Vulnerabilities have been discovered in a pneumatic tube system used by more than 3,000 hospitals worldwide, according to the U.S. Cybersecurity and Infrastructure Security Agency (CISA). The report referred to nine critical weaknesses in the tube systems that allow for a complete cyber hijacking of the translogic nexus control panel, which powers the systems created by Swisslog Healthcare. More than 80 percent of hospitals in North America use the system, according to Xtelligent Healthcare Media. Pneumatic tube systems play a critical role in patient care to deliver medications, blood products, and various lab samples across multiple departments.
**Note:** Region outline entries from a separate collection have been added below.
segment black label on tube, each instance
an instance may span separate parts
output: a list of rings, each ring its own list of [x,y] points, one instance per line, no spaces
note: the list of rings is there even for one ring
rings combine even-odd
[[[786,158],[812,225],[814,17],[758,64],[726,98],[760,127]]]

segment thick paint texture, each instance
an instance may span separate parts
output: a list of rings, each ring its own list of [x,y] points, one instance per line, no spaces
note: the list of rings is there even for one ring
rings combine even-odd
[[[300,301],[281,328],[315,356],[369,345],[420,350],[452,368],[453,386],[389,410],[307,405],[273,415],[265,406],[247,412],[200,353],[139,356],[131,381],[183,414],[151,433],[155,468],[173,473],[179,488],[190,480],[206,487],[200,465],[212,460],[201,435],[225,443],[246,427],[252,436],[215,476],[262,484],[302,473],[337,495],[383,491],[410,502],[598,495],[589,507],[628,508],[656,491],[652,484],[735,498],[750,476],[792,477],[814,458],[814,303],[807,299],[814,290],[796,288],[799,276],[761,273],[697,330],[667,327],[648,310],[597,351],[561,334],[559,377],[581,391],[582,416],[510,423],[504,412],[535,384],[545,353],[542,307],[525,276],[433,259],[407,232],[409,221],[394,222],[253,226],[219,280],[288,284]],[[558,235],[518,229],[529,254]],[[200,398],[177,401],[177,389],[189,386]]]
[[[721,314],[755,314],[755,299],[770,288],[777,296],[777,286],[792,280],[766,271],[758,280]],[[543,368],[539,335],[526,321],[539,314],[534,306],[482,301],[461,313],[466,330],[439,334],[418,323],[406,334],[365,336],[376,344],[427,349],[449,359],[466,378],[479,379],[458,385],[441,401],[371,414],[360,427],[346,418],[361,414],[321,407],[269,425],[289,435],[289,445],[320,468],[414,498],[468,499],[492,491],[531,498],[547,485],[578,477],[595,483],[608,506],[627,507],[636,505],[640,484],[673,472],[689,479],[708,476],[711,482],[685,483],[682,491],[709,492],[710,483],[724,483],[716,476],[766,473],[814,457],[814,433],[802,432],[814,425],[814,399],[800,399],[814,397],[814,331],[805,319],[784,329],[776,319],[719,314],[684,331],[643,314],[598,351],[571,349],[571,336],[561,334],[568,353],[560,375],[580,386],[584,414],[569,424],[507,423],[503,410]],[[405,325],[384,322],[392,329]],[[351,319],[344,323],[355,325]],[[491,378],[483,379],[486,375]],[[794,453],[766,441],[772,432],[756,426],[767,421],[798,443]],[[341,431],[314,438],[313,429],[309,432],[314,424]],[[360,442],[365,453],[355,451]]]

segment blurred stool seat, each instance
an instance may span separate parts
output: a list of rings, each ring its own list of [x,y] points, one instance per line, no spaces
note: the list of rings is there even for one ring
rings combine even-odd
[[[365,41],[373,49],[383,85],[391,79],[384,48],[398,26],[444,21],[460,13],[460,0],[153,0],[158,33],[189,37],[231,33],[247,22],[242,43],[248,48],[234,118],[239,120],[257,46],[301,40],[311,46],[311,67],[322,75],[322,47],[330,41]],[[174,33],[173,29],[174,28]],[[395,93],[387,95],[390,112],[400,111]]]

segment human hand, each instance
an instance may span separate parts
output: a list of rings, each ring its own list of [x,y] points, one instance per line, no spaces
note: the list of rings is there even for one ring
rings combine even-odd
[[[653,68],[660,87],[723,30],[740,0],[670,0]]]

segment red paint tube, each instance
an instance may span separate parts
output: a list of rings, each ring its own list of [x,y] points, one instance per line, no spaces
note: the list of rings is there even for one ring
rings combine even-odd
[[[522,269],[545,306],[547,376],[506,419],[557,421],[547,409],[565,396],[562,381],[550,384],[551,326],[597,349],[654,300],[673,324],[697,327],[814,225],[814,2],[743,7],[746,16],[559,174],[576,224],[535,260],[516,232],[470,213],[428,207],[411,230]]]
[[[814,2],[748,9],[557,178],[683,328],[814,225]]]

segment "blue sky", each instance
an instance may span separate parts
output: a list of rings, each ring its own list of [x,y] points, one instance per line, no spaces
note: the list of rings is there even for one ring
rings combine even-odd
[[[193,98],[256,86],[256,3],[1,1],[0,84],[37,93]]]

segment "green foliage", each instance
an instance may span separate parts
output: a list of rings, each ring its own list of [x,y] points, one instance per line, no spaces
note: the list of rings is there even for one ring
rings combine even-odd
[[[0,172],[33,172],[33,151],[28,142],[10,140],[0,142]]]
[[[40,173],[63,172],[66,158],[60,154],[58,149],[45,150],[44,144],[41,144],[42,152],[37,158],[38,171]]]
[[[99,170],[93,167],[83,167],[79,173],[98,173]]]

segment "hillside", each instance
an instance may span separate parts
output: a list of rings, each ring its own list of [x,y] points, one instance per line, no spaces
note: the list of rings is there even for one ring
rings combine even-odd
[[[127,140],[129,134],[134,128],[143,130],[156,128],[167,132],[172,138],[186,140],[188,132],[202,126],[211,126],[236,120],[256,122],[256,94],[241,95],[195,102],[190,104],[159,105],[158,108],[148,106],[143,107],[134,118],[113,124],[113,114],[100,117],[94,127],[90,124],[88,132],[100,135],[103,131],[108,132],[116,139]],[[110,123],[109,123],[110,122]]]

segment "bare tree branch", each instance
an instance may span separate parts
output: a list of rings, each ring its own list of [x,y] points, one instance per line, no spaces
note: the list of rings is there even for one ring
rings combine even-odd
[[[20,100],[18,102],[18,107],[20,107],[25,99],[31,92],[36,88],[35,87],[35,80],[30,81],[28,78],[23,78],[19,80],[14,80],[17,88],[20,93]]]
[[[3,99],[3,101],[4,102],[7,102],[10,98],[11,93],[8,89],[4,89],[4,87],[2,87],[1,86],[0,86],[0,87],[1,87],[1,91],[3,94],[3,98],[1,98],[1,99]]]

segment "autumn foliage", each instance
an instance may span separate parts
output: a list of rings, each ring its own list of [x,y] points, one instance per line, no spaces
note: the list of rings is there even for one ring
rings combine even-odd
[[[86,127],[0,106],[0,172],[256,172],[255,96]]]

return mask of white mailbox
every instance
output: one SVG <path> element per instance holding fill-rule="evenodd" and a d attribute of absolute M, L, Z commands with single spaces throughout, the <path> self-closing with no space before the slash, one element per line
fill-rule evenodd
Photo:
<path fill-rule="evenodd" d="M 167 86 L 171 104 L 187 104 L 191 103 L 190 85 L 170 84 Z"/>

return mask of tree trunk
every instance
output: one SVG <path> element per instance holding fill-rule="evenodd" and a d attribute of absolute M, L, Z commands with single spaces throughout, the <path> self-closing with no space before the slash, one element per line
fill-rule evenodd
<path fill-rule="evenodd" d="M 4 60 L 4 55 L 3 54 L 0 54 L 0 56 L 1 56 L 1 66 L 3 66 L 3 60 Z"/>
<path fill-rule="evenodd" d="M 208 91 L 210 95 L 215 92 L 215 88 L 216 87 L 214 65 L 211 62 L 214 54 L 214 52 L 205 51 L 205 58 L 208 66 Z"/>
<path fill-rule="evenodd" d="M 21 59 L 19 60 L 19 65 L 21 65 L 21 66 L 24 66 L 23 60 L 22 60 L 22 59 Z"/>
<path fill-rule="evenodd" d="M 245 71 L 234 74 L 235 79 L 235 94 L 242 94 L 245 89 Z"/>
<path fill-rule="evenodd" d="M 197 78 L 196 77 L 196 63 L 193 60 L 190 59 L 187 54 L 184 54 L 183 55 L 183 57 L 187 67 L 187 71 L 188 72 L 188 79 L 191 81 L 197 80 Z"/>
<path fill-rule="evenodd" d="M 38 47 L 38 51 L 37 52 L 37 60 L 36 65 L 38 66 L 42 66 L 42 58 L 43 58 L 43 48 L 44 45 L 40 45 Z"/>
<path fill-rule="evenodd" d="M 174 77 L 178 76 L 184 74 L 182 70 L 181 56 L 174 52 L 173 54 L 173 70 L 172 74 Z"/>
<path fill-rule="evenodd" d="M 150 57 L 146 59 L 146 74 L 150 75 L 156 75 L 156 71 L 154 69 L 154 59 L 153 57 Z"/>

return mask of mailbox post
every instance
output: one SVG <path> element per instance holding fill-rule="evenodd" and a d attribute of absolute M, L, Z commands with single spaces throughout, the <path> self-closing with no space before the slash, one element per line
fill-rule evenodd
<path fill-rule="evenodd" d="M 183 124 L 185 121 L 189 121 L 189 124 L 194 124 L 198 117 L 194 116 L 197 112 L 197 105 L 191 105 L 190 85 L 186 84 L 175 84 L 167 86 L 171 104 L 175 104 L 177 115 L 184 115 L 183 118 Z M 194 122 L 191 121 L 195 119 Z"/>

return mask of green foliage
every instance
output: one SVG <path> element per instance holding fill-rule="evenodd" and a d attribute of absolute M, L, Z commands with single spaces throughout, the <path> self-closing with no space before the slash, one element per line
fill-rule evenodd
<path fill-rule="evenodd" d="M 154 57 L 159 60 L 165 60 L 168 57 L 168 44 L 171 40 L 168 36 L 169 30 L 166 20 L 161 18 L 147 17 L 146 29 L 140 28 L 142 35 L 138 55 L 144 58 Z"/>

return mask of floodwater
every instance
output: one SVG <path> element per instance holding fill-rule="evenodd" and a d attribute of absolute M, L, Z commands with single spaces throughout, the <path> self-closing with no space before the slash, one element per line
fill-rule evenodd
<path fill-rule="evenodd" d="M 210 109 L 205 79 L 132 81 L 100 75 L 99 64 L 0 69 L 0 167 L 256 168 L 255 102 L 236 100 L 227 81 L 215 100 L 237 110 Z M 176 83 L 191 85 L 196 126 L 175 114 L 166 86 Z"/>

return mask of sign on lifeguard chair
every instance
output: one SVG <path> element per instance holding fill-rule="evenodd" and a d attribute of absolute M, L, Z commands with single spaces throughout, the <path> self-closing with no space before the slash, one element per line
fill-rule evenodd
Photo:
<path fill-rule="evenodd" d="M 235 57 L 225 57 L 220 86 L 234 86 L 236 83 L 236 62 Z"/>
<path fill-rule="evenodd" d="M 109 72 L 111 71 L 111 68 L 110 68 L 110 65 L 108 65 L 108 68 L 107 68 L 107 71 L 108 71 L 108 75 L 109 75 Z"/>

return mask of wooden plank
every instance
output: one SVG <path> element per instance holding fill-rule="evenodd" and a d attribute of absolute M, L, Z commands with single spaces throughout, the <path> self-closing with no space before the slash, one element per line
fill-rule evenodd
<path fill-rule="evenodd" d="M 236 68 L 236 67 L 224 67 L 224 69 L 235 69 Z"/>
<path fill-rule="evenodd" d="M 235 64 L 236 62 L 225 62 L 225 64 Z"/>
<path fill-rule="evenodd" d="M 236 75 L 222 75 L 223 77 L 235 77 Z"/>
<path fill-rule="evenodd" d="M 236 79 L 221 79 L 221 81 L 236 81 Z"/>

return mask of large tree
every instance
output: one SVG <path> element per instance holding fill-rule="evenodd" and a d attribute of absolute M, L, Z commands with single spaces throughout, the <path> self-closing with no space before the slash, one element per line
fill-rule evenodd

A vulnerability could let in complex ransomware attacks while allowing attackers to leak sensitive hospital information. The vulnerabilities in the system, which are called PwnedPiper, can be taken advantage of to access a hospital’s network and take over Nexus control panel stations without proper verification. There has not been any evidence that cyber attackers have abused these newfound vulnerabilities.
Researchers from Armis, a California-based security vendor, found these vulnerabilities and reported them to Swisslog Healthcare on May 1, according to Becker’s Hospital Review. CISA is encouraging all hospitals with this system to take immediate defensive measures against potential cyber attacks.
Armis gave several examples of the tube systems features and how they could be hacked.
First, the system allows for the authentication of staff members using their RFID cards, and this puts staff records and credentials at risk to potential cyber attackers if the system were to be compromised.
Second, the system supports variable speed transactions which allow for express shipment of more urgent items in one respect, and in another allow for the slow transfer of sensitive items like blood products. If an attacker infiltrated the system, he or she could alter its speed restrictions, which could then damage sensitive items.
Third, the pneumatic tube system has an alert messaging feature that integrates with hospital communications, enabling the notification and tracking of delivered carriers. If an attacker were to exploit this feature, he or she could interfere with the hospital’s workflows.